Adriana overhandigde ze aan de huishoudster. ‘Ik weet zeker dat u die in een vaas beter kunt schikken dan ik, mevrouw Rosedale. Zou u zo vriendelijk willen zijn? Mijn zussen hebben altijd afgegeven op mijn gebrek aan damesachtige talenten.’ Lachend stak ze haar kin in de lucht. ‘Ja, maar ik heb vaak genoten van mijn wraak als ze probeerden in een dameszadel te blijven zitten terwijl ze over de heuvels en door de dalen draafden die we doorkruisten.’
Felicity’s blik ging omlaag naar Adriana’s uitpuilende buik onder haar sjaal, en plotseling werden haar ogen vochtig.
‘Het is goed,’ suste Adriana haar, Felicity’s blik opvangend. Ze stak haar hand uit en streek vol medeleven over haar arm. Riordan had hun alles verteld, om Felicity die moeilijke taak te besparen. ‘Je zult een ander kind krijgen van een echtgenoot die je zal behandelen als een kostbaar bezit, let op mijn woorden.’
‘Waar is Roger nu?’ vroeg Felicity aan de drie anderen. ‘Hebben ze hem kunnen vinden?’
‘Nog niet, miss Felicity,’ zei Colton, die zijn arm om de rug van zijn vrouw sloeg terwijl hij naast haar ging staan. ‘Ik denk dat Roger naar onbekende oorden is gevlucht toen hij het nieuws hoorde dat u nog leefde. Hij zal zich in deze buurt niet meer durven vertonen.’
‘Toch zal ik me niet veilig voelen vóór hij gepakt is.’
Riordan schoof nog twee stoelen bij voor Colton en hemzelf, terwijl Adriana in de oorfauteuil plaatsnam. Hij lachte naar Felicity en verklaarde: ‘Ik heb de Wyndhams alles verteld wat we gisteravond hebben besproken, ook onze theorie over de dood van de oude lord Randwulf. Hebt u zich nog iets kunnen herinneren dat voor hen van waarde kan zijn?’
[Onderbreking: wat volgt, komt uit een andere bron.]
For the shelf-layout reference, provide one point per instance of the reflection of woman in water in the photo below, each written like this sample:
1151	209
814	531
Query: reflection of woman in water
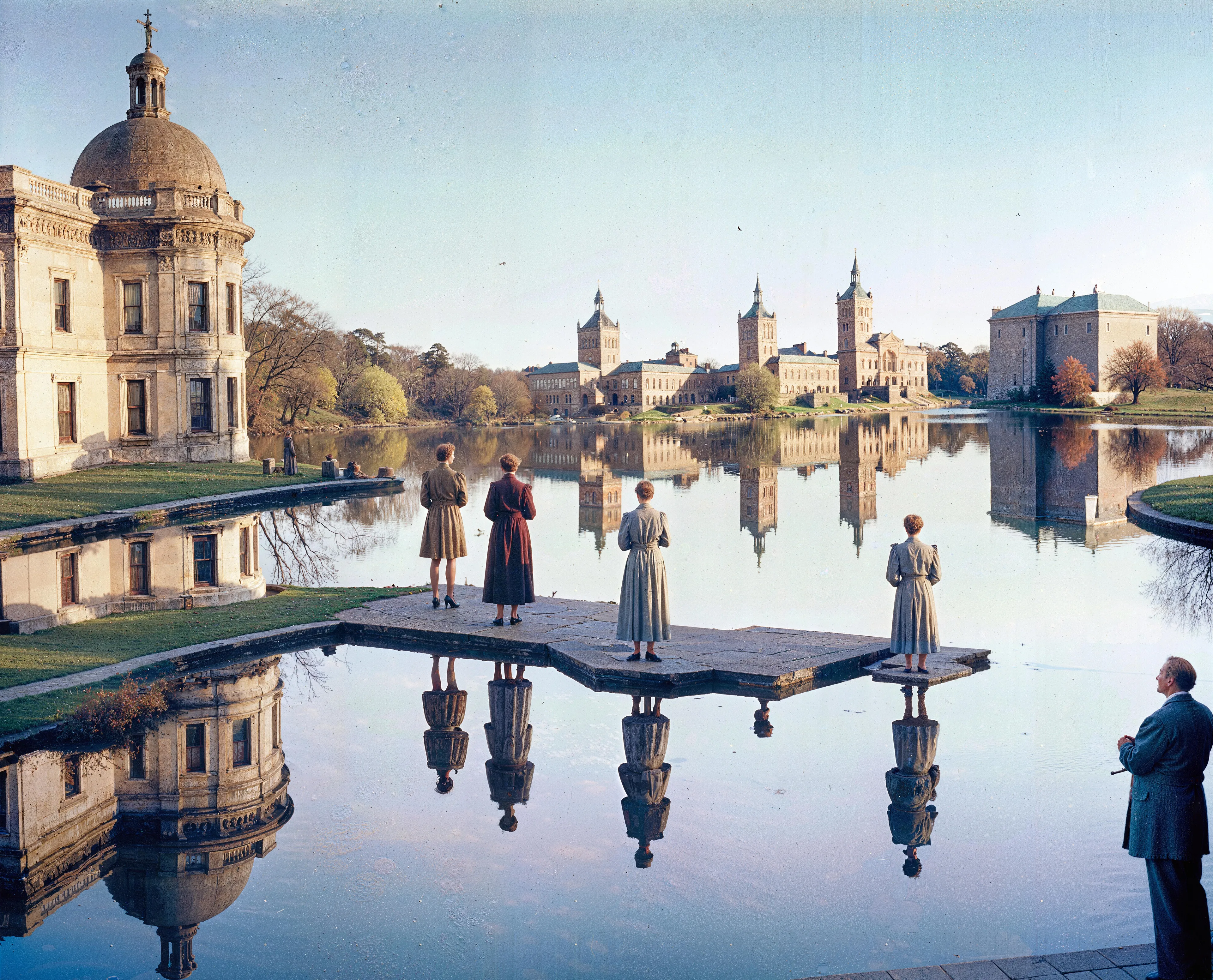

‘Ik vrees van niet,’ mompelde Felicity triest. ‘Als ik eerder had geweten waar Roger mee bezig was, had ik miss Mayes misschien kunnen redden, maar ik was niet op de hoogte van zijn pogingen om de Wyndhams te vermoorden tot hij bekende dat hij wraak had genomen. Voorzover ik weet, had hij miss Mayes voor het eerst ontmoet toen ze in de zaak in de molen kwam.’ Felicity draaide zich om naar Colton. ‘Was ze een vriendin van u? Ze zei dat ze u kende.’
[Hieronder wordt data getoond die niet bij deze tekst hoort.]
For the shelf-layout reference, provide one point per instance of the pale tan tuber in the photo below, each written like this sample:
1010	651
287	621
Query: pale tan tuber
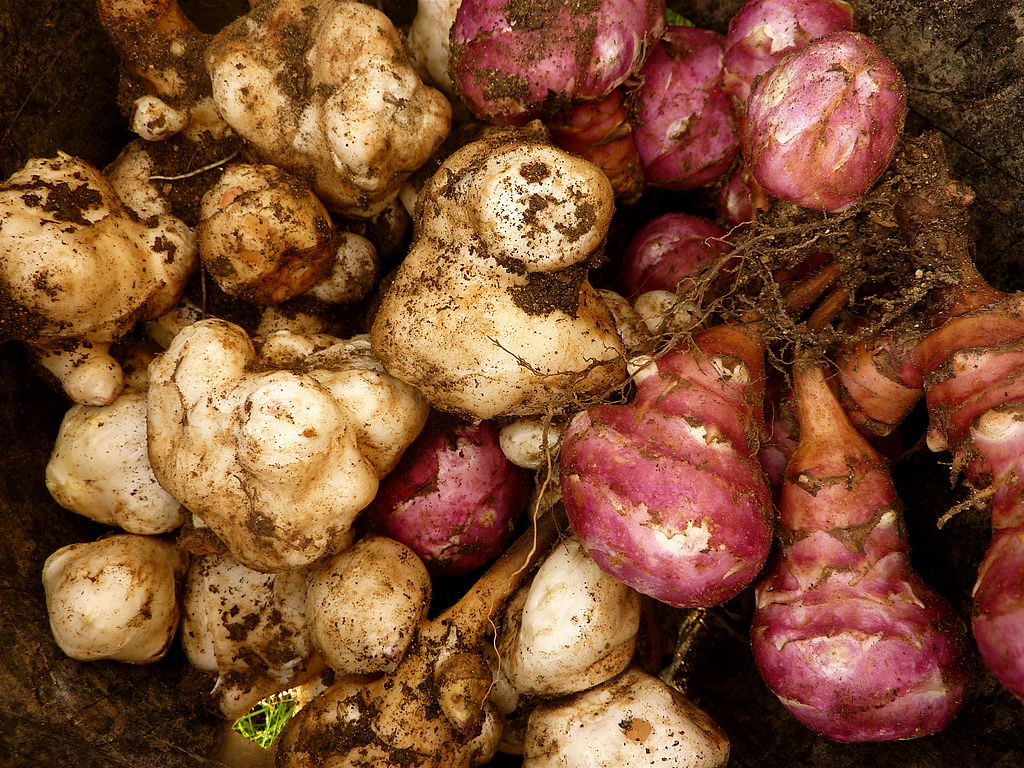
571	628
162	52
249	629
345	110
276	459
491	314
78	269
115	598
632	721
263	236
365	604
‘Ik heb miss Mayes een aantal jaren geleden leren kennen,’ bekende hij. ‘Tot een paar maanden geleden waren we bevriend, tot ze me in de waan bracht dat ze stierf na de bevalling van mijn dochter.’ Hij kneep zachtjes in de hand van zijn vrouw. ’sindsdien hebben we bewijs in handen gekregen dat ze niet míjn dochtertje was, maar van mijn nicht, die gestorven is toen hun rijtuig omsloeg. Het kind is kort na haar geboorte geroofd en later aan me voorgesteld als mijn eigen nageslacht. We zijn nog steeds op zoek naar de vrouw die de baby gestolen heeft en later aan Pandora heeft afgeleverd. Eerlijk gezegd betwijfel ik of een van beide vrouwen wist van onze verwantschap met het kind. Maar ik vind het een wonder dat Genevieve op de juiste plaats van bestemming is, want haar enige bloedverwanten zijn mijn moeder, mijn zus, oom Alistair en ikzelf.’
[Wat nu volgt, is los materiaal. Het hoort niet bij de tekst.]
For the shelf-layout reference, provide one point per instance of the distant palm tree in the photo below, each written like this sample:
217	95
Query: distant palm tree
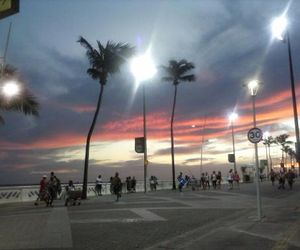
292	154
23	102
282	141
177	72
268	142
104	61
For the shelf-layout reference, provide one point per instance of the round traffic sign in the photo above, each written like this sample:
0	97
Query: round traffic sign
255	135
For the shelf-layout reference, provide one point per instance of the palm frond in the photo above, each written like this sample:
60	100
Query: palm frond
188	78
91	53
176	71
106	59
25	103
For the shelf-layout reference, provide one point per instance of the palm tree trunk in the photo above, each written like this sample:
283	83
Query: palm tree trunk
172	140
87	146
271	163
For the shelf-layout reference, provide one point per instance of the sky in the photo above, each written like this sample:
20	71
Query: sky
229	42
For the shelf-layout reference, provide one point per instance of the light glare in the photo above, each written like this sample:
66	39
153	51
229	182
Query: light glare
233	116
266	135
10	89
142	67
253	87
279	26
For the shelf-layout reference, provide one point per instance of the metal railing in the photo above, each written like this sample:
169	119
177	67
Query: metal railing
12	194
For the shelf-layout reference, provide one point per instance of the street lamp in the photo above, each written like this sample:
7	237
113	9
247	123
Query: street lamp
142	67
253	87
280	31
265	137
232	117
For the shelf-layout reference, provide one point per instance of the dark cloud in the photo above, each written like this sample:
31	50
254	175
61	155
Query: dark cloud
229	42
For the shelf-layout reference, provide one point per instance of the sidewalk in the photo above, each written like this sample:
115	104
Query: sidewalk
214	219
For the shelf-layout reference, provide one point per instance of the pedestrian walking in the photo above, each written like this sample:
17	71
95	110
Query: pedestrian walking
281	180
290	178
272	176
117	186
203	181
213	178
219	179
236	179
181	181
207	180
133	184
43	194
230	179
98	187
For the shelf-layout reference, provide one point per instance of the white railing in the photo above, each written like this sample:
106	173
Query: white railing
11	194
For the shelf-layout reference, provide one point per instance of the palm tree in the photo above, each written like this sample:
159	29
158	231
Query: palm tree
24	102
176	72
292	154
268	142
104	61
282	141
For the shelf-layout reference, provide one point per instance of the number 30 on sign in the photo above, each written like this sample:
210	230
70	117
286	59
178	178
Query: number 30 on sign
255	135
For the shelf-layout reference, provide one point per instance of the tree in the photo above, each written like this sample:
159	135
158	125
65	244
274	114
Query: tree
104	61
282	141
292	154
24	102
176	72
268	142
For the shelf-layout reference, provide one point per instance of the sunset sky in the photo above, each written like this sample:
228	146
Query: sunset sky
230	43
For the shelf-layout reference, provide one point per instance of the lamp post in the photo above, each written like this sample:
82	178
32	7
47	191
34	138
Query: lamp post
232	117
253	87
266	136
280	31
142	67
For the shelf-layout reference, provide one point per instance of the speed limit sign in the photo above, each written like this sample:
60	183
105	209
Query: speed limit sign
255	135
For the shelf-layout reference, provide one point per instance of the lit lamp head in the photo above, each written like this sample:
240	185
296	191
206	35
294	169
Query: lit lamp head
266	135
253	87
10	89
232	117
142	67
279	26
Felicity was verbaasd dat lord Colton zo vrijuit sprak over zijn liaison met Pandora. ‘Ik zal het tegen niemand vertellen, milord. Ik ben vroeger misschien dom en dwaas geweest, maar werd, toen ik met Roger leefde, gedwongen onder moeilijke omstandigheden volwassen te worden. Nu heb ik er spijt van dat ik me door mijn vader liet verwennen. Ik had naar mijn moeder moeten luisteren in plaats van naar hem. Ik zou het een eer vinden als u en lady Adriana me mijn vroegere gedrag zouden willen vergeven en me beschouwen als een toegewijde bondgenote.’
Terwijl Adriana haar glimlachend aankeek, drukte Colton Felicity’s hand. ‘We zouden het prettig vinden u als vriendin te hebben, miss Felicity. Binnenkort moeten we naar ons huis in Londen omdat het parlement de zittingen hervat, en uw bezoek daar zou hoogst welkom zijn. Omdat de tijd van de bevalling begint te naderen, zullen we minder uitgaan, en we zouden uw gezelschap op prijs stellen als u bereid bent die afstand af te leggen. We komen ongeveer half augustus hier terug.’
‘Hebt u een voorkeur voor een jongen of een meisje?’ vroeg Felicity aarzelend. ‘Ik had zelf op een meisje gehoopt…’ Ze kon niet verder spreken, en het volgende moment voelde ze Adriana’s hand, die de hand van Colton verving.